Por la noche tuvo que acudir puntual a la cena en la casa de la «madrastra» que el difunto conde le había endilgado en el testamento. Su trato despótico con la servidumbre, en especial con la esclava, le hicieron apretar los dientes. Bajaría de peso por los corajes que le hacía pasar a la hora de los sagrados alimentos: le robaban el apetito. Lo resarcía al siguiente día cuando pasaba a ver a sus hermanos y devoraba los manjares que Santa preparaba para la familia con aquella entrañable sazón que se le hacía cada día más conocida. Otra palabra detestable para Flor, y dejó los cubiertos boca abajo sobre el plato en señal de haber terminado. Rechazó el postre y se consoló con la copa de Burdeos.

Aquella mujer no conocía los límites; esperaba el instante concreto en que su puñalada fuera más certera. Para acabar con su tranquilidad, doña Suplicio, aún enfundada en vestido negro, le recordó el luto familiar.

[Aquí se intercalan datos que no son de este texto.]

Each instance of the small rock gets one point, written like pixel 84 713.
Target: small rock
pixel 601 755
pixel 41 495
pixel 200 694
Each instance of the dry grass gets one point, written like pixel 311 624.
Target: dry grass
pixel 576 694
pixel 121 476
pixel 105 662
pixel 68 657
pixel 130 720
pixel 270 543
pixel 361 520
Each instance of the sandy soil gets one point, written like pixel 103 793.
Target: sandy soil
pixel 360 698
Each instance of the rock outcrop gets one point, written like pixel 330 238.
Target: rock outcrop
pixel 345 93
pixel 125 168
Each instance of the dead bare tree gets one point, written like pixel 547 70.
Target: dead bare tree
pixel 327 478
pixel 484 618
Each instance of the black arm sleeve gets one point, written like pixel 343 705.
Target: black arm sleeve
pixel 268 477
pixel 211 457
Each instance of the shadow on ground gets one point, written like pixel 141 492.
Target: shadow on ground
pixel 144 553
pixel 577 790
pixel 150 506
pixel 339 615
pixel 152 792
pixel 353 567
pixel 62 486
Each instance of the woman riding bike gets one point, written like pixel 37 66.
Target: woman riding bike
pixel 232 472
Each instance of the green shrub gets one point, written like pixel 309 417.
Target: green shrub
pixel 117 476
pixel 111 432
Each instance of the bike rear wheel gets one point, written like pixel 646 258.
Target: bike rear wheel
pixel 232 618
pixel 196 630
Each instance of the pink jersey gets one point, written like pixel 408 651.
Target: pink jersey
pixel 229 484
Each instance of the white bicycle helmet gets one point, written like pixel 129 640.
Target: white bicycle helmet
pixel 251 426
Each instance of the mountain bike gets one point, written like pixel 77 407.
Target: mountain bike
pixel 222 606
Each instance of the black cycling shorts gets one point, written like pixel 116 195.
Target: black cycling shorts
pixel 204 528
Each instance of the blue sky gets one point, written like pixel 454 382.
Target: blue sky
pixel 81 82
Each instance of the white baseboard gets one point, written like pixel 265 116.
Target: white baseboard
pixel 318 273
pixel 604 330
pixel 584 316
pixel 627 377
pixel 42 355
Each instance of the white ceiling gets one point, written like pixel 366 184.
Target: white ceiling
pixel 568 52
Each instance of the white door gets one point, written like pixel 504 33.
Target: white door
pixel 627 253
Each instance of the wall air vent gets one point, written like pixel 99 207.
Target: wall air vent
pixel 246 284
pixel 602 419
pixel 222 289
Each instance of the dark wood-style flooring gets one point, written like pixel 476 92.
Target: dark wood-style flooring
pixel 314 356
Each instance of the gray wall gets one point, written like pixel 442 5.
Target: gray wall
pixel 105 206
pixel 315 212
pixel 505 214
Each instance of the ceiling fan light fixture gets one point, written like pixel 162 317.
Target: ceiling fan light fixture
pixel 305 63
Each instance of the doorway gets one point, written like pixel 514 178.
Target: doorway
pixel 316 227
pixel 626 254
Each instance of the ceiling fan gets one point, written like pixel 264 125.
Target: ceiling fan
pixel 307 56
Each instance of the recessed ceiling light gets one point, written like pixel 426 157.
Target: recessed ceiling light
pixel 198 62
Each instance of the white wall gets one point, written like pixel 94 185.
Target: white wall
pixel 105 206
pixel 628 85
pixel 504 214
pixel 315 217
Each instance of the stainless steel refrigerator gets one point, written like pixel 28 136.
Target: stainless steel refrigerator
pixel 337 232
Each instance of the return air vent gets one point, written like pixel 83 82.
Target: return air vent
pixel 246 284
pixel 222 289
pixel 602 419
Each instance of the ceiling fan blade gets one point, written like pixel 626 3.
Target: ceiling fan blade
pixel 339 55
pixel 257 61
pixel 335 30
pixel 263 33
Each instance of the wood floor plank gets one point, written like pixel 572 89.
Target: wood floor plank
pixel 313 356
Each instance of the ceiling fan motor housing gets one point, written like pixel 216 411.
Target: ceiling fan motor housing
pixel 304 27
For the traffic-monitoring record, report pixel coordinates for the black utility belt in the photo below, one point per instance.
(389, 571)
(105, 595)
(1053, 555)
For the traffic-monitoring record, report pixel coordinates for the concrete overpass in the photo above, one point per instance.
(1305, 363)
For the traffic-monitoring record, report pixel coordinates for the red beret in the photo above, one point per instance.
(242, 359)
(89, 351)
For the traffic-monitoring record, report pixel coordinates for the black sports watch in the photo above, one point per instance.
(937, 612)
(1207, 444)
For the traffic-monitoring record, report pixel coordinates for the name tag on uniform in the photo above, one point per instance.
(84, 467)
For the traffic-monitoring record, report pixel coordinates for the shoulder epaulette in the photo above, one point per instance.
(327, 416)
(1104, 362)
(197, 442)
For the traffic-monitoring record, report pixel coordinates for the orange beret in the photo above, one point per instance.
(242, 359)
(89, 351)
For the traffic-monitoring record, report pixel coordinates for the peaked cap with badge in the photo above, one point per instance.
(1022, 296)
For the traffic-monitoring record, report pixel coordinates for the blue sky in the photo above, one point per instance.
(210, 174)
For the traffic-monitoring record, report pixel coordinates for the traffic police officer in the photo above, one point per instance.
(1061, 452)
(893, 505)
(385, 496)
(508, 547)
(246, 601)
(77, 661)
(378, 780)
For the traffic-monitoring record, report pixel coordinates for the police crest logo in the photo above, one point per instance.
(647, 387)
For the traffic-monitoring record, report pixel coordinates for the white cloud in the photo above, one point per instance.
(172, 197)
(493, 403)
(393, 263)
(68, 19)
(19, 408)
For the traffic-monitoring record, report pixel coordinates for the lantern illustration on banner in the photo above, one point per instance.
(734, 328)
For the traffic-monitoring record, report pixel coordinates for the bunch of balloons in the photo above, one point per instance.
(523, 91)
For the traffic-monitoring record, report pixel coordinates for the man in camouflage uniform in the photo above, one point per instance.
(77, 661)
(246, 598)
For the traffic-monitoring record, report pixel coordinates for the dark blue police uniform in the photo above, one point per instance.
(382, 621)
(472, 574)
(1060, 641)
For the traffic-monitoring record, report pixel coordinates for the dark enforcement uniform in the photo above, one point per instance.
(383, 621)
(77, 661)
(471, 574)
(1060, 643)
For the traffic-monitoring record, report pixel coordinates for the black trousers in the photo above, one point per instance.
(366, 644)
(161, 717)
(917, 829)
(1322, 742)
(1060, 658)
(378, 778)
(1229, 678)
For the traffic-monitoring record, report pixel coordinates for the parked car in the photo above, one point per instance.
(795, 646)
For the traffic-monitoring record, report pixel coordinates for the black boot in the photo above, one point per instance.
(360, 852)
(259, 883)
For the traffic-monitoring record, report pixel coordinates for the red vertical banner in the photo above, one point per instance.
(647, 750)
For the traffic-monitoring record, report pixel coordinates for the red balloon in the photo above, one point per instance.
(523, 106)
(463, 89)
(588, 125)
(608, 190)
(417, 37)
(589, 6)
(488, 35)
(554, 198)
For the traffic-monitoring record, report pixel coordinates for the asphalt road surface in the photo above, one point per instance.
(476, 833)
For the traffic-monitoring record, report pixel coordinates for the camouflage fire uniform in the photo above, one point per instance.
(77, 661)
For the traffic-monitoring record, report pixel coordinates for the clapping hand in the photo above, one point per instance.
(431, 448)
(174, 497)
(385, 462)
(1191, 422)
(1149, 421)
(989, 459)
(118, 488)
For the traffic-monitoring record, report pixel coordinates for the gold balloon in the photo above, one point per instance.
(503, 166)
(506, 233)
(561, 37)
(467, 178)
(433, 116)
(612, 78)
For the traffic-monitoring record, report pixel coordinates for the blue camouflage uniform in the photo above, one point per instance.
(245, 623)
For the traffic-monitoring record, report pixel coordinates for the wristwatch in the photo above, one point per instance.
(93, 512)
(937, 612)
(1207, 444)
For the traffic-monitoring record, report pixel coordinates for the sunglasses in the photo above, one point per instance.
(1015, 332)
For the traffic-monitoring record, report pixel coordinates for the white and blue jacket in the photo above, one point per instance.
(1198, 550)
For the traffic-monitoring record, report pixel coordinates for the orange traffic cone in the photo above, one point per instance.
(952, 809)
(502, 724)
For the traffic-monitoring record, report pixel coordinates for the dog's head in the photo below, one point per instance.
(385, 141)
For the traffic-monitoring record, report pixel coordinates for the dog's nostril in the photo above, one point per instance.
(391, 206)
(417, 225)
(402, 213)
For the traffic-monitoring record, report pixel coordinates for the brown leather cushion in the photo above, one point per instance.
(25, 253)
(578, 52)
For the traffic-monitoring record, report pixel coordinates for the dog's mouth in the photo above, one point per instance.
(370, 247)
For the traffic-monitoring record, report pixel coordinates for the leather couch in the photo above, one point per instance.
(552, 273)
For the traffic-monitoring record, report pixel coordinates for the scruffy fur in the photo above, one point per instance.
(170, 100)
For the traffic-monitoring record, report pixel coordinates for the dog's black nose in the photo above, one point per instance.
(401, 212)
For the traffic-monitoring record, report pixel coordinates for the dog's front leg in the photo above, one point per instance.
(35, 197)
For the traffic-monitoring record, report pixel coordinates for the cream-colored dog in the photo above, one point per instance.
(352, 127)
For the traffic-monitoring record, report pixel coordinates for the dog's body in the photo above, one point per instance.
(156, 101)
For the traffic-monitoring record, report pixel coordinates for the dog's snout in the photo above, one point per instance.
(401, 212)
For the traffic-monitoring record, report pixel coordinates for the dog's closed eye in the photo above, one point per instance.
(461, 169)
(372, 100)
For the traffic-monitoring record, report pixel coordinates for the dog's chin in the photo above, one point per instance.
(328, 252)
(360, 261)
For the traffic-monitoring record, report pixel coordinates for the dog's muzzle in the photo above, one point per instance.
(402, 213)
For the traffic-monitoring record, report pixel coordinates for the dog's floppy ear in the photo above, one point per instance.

—Escuché a los sirvientes ocupados en los preparativos para tu asistencia al baile que dará la condesa Agustina Montemayor.

—¿Y bien? —inquirió circunspecto.

—No me parece correcto: tu progenitor no lleva tanto tiempo muerto, ni siquiera lo honras con tu vestimenta, ¿pero irte de fiesta?

—El hombre que me dio la vida. Engendrar no es lo único que se requiere para ser padre.

—La vida y todo lo que presumes. No olvides que la educación y la herencia con que te das tus ínfulas de grandeza también la tienes gracias a tu padre.

—Solo cuando a usted le parece soy el hijo del conde; de lo contrario me tilda de ladrón.

—Simplemente no me parece correcto que olvides que en este techo estamos de luto.

—No le debo nada al difunto.

—Por supuesto que sí: vives en su casa y comes gracias al oro que te ha dejado.

—¿Me lo ha dado? Antes decía usted que yo lo había hurtado. ¿Olvida que soy un usurpador?

—Si pretendes ser un caballero, deberías comportarte como tal.

—Perdóneme, señora mía, se me ha quitado el apetito, me iré a descansar temprano.

—Eso último sí que es una novedad.

—Antes que le lleguen con el chismorreo, le aviso que tendremos una fiesta para celebrar la llegada de mi hermano Benito y su familia; será en el palacete donde residen.

—No te atrevas. Eso es aún más abominable; ese recinto debe guardar luto.

—Mi familia no le debe nada y le advierto: las personas que nos sirven aquí están invitadas. No quiero represalias en contra de nadie.

—¿La servidumbre? ¿Pero puedes caer más bajo y dejarnos más en vergüenza? ¡Me dará un patatús! Lo haces con la intención de acabar de matarme.

—Señora mía, respire, que Santa no va a cambiar de opinión, y no seré yo quien le prohíba recibir como Dios manda a mi hermano. Bastante han sufrido ya.